The funeral was held in the parish church, and old Parson Trant preached the sermon. With his eyes wet with the flood of sympathy and sorrow, and his voice unsteady and quivering, he delivered to the hushed multitudes an address upon "How are the mighty fallen." He called to their minds the deeds of the squire and his open, frank, generous life in such a tender manner that many of the audience wept in sorrow as acute as his own. There was possibly one of that audience who felt more keenly than others, and he bowed his head down as if ashamed to meet the gaze of the people around him. It was Captain Tom Lanyan. His sorrow was increased with the thought that it was some action of his brother that caused the squire's death. None of the other Lanyans were present. Sir James had to leave to attend to some business in Plymouth, and, informing his lawyer to foreclose the mortgage on the estate and tin mine and secure a tenant for the Manor, he embarked on the first vessel from Falmouth. Mistress Betty was ill of same fancied ailment, and Richard was, no one knew where.
After the funeral there was much condolence offered to Mistress Alice Vivian, but no personal help, no one being aware that the Manor and even the home furniture had passed out of the hands of the Vivian family. But Alice knew, and with a sickening sense of loneliness and helplessness she passed out of the gates of the Manor on the evening of the same day of the funeral. She had packed up her little personal belongings and had forwarded them that afternoon to Penzance, where she in tended following on the morrow. With a heart full of unuttered grief she wended her way to the old parish church and churchyard to pay a last visit to her father's tomb. The sun had long since disappeared beneath the horizon, and the pale, glimmering moon flooded hill and dale with ghostly, limpid light, whitening the cornices of the old church tower in the distance, deepening the shadows 'neath the trees, and bringing into gleaming prominence the white monuments of the departed. The gates of the cemetery were passed at length, but there was no fear or terror in her heart. Why should she fear? The dead could not hurt her, and it was less lonely here than in the great, empty Manor house. The church door was not locked, and opening it she passed down the long aisle, the tile work underneath echoing hollowly to her faint tread. Near the altar was the tomb of her father. The moonbeams, penetrating the coloured windows, illuminated it with a soft warm radiance, so clear, that the lettering could be easily discerned. She contemplated the inscription with tearful, stony gaze and then read softly to herself:
Richard Vivian, Esq.
Trembath Manor
"How are the mighty fallen."
It was the text of the funeral sermon that was inscribed below.
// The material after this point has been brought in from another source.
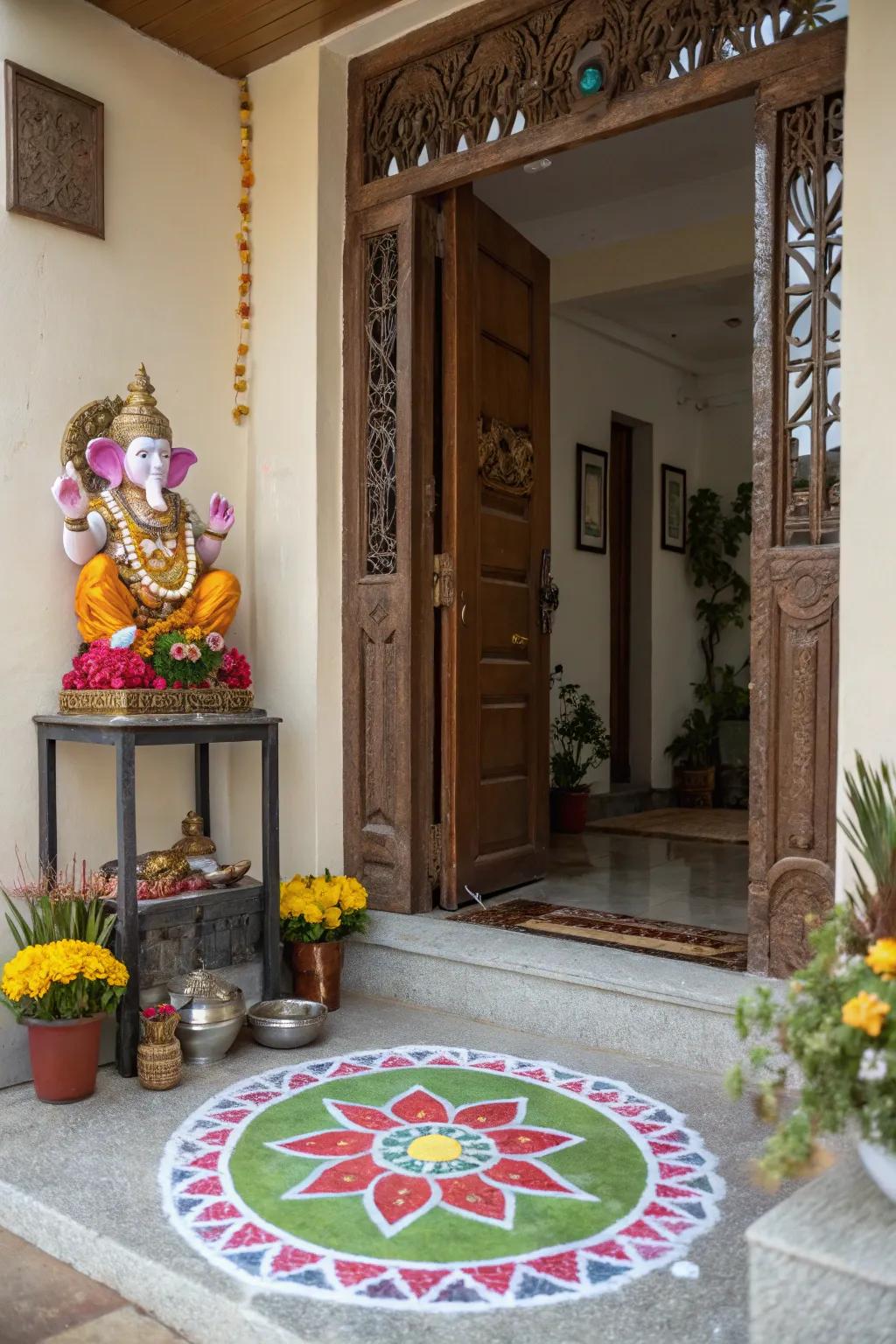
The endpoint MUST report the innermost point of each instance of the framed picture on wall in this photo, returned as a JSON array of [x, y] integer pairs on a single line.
[[673, 518], [592, 499]]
There was nothing more save the dates of birth and death. Suddenly a keener sense of her loss and loneliness came upon her, and she bowed herself to the floor, giving vent to the first outpouring of grief—a grief that she had restrained until then. Sobs and cries, low, yet full of grief, shook and convulsed her frame.
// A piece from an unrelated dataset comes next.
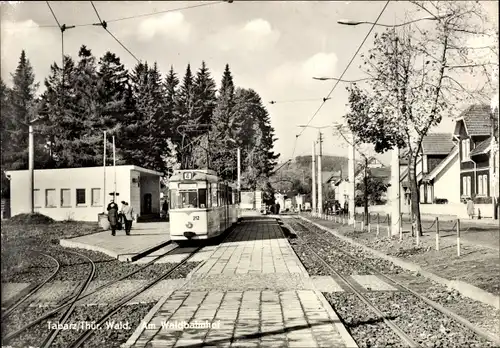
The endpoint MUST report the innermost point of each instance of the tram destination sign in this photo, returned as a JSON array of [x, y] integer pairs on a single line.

"Oh, father! father! do you know how lonely I am? I am your daughter, your Allie, and you always wanted me near you. I am here near you, father, and yet I cannot feel your presence, for you are gone and I am alone." A great sob checked her utterance, and for a long time she struggled with her grief, murmuring incoherently, and, then arising, she dried her eyes.
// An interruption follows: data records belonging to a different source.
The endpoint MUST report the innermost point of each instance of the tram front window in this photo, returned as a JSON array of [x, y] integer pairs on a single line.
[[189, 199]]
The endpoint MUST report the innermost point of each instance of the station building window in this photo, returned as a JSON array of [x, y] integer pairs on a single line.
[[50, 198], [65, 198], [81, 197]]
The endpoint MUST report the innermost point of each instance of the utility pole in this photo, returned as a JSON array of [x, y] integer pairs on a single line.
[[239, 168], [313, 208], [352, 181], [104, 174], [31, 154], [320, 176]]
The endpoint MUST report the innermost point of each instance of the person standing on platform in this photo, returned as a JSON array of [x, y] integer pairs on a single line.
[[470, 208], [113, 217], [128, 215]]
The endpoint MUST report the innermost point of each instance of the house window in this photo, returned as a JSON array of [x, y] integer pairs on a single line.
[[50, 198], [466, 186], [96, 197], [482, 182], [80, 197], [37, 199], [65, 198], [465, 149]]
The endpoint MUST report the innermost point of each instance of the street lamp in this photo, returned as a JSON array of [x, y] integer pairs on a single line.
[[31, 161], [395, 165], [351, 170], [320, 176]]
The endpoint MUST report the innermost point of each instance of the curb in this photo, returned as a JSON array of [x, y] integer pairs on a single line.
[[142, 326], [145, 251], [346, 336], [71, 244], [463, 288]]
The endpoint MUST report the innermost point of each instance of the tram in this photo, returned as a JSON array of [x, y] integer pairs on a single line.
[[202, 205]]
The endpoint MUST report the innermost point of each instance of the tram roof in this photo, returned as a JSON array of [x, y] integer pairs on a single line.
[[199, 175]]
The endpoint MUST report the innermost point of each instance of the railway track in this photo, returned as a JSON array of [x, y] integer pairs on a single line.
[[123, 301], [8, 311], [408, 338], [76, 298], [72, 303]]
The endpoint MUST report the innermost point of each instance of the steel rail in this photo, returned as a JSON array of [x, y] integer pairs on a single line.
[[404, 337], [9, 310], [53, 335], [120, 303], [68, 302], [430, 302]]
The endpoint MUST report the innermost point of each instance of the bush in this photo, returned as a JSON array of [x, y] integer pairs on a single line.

"Perhaps he sees still, and pities my grief and solitude. Parson Trant said that the dead are more alive than the living—'I am the God of Abraham, Isaac and Jacob; God is not the God of the dead, but of the living.'" She quoted the Scripture passage softly to herself, and it seemed to give some comfort. "Yes, he must see and hear." A noise near the distant tower door startled her. She gazed that way, though not in fear. Who could be in these sacred precincts at night beside herself? she asked mentally. The noise was not repeated. It was some owl or bat, or perhaps it was a slight breeze that had moved the slightly opened door, she thought, and then turning to the altar she knelt down in prayer.
"O God, I have now no father, no friend, no helper but Thee. I am friendless, homeless, poor and lonely. Be my helper and give me strength. Be my father, O Thou who art above, and hold me in Thy protecting arms. Thou art the defence of the widow and the fatherless; be Thou the defence of the fatherless now and hold me in the hollow of Thy hand. O God, all Thy waves and Thy billows have gone over my soul. At one blow I lose all. Supported by a father's love, it is taken from me; reared in comfort, I am reduced to bitter poverty; surrounded by friends—yet to-day alone and helpless, and yet,—Thou wilt not forsake me, for Thou dost mark the sparrow's fall. I go a stranger among strangers in a strange land, yet Thou wilt not forsake me. Oh, be a light to my feet, a guide to my way, and a stay in my helplessness."
Some time more she spent at the altar in silent prayer, and then arising and casting a long lingering look at the silent tomb near her, she slowly wended her way down the silent and deserted church, and thence on and out of the cemetery.
Without she walked rapidly along the highway, when the figure of a man emerged from the shadow of the cemetery gate and followed and overtook her.
"Mistress Alice," he said, laying a detaining hand on her arm. She started and would have fled, but he restrained her. "You are out late; let me attend you."